Le spectacle désolant qui s'offre aux yeux de quiconque daigne concevoir que ses limites coïncident assez exactement avec celles de l'action française régionale incite à penser qu'à défaut d'être la cause des malheurs de la région, la présence essentiellement française, mais officiellement européenne dans la région ne semble guère contribuer au bonheur des populations locales. Ho, bien entendu, la sécurisation des camps de réfugiés par les contingents de l'EUFOR aide : de la même manière que les aides sociales aident les salariés victimes de cette mondialisation dont l'Europe s'est faite littéralement, c'est à dire par les voies de droit, à survivre de RMI et de TV. Ne boudons pas cette joie, réelle, car, en Palestine comme ailleurs, les camps de réfugiés valent mieux que d'autres destins.
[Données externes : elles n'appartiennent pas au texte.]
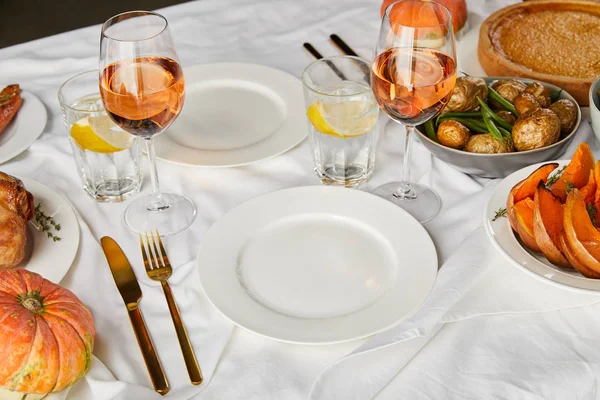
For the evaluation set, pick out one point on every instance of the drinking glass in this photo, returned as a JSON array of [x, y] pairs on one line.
[[343, 114], [413, 76], [142, 88], [107, 158]]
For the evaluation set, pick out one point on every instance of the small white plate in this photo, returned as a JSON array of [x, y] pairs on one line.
[[50, 259], [504, 239], [466, 52], [234, 114], [24, 129], [317, 265]]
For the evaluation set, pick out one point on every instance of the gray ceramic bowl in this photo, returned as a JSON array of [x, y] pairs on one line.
[[595, 107], [501, 165]]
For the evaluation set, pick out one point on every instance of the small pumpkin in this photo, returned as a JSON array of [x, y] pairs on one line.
[[46, 334], [458, 10]]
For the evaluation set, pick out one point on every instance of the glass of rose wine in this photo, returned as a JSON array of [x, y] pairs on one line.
[[142, 89], [413, 76]]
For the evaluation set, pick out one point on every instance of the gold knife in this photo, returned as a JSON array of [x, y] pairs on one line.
[[130, 291]]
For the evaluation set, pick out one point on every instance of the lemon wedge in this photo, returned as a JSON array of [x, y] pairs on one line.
[[345, 119], [100, 135]]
Reste que la rébellion tchadienne, évidemment soutenue par l'étranger, car rien n'existe hors l'influence étrangère au Tchad, ne s'y trompe pas en demandant à la "France et aux pays amis" (suivez mon regard) de bien vouloir rester neutres dans le différent qui l'oppose de fort longue date au pouvoir en place, qui semble peiner à trouver des soutiens y compris au sein de sa propre armée pourtant payée en une monnaie sur l'origine de laquelle il n'est pas malvenu de s'interroger.
Car, certes, si l'aviation française a effectivement la possibilité de survoler et éventuellement surveiller les mouvements de la rébellion au profit du pouvoir en place, les position terrestres de l'EUFOR, choisies dans l'intérêt des populations locales, restent, elles particulièrement vulnérables et indéfendables.
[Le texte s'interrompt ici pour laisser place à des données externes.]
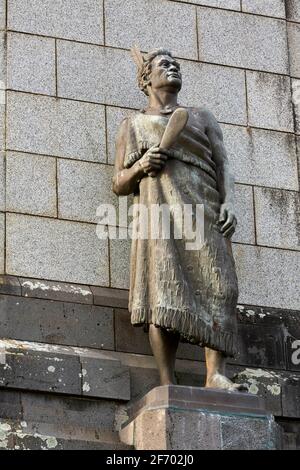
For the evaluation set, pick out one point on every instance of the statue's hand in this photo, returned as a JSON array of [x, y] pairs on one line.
[[153, 160], [227, 220]]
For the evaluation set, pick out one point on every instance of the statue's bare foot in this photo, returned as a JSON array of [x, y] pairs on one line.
[[221, 382]]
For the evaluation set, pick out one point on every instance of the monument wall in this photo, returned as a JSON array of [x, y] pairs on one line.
[[67, 81]]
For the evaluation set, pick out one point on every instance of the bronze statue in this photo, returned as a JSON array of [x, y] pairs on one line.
[[179, 294]]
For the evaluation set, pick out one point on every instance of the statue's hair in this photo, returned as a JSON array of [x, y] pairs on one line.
[[144, 65]]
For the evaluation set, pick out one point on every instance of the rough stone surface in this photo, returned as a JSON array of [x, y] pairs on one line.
[[160, 21], [268, 276], [97, 74], [294, 52], [2, 230], [70, 19], [2, 181], [277, 218], [245, 230], [31, 184], [56, 291], [224, 94], [48, 126], [58, 250], [274, 8], [242, 40], [293, 10], [31, 64], [54, 322], [263, 158], [269, 101], [105, 379], [82, 187]]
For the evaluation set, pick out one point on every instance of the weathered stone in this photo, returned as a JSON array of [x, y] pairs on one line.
[[253, 160], [70, 19], [225, 93], [294, 52], [53, 322], [245, 230], [274, 8], [296, 102], [31, 64], [269, 101], [10, 285], [110, 297], [242, 40], [258, 267], [82, 187], [277, 218], [105, 379], [160, 21], [56, 291], [120, 262], [48, 126], [54, 249], [31, 184], [293, 10]]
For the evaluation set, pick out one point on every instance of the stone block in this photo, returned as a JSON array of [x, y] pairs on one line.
[[242, 40], [224, 87], [53, 322], [2, 236], [10, 285], [82, 187], [160, 21], [110, 297], [69, 19], [31, 184], [105, 379], [114, 118], [293, 10], [254, 160], [31, 64], [56, 250], [97, 74], [49, 126], [120, 262], [275, 8], [56, 291], [269, 101], [245, 230], [277, 218], [296, 102], [294, 52], [2, 181], [268, 277]]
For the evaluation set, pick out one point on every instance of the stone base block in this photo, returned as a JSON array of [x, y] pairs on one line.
[[190, 418]]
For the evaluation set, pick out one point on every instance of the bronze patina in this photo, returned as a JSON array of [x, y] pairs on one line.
[[180, 294]]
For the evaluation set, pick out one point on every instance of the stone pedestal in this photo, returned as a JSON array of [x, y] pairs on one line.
[[190, 418]]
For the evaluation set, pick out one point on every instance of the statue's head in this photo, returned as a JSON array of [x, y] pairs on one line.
[[157, 69]]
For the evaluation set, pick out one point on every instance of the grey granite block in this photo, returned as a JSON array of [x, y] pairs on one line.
[[56, 250], [242, 40], [31, 64], [161, 22], [258, 267], [31, 184], [70, 19], [269, 101], [277, 218], [57, 127]]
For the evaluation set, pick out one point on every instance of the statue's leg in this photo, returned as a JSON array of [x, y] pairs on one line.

C'est donc bien l'attitude militaire qu'on osera espérer responsable de la France qui déterminera, en pleine campagne des européennes, le niveau de sécurité réel de l'EUFOR au Tchad.

merci pour ce joli article :) la palestine est le seul pays arabe ou le taux d'analphabetisme et trop bas et ce pays a donné de très iminent intrelectuels arabe faut trouvé une solution a ce conflit n'oublions que nous sommes tous les descendant d'adam et eve :)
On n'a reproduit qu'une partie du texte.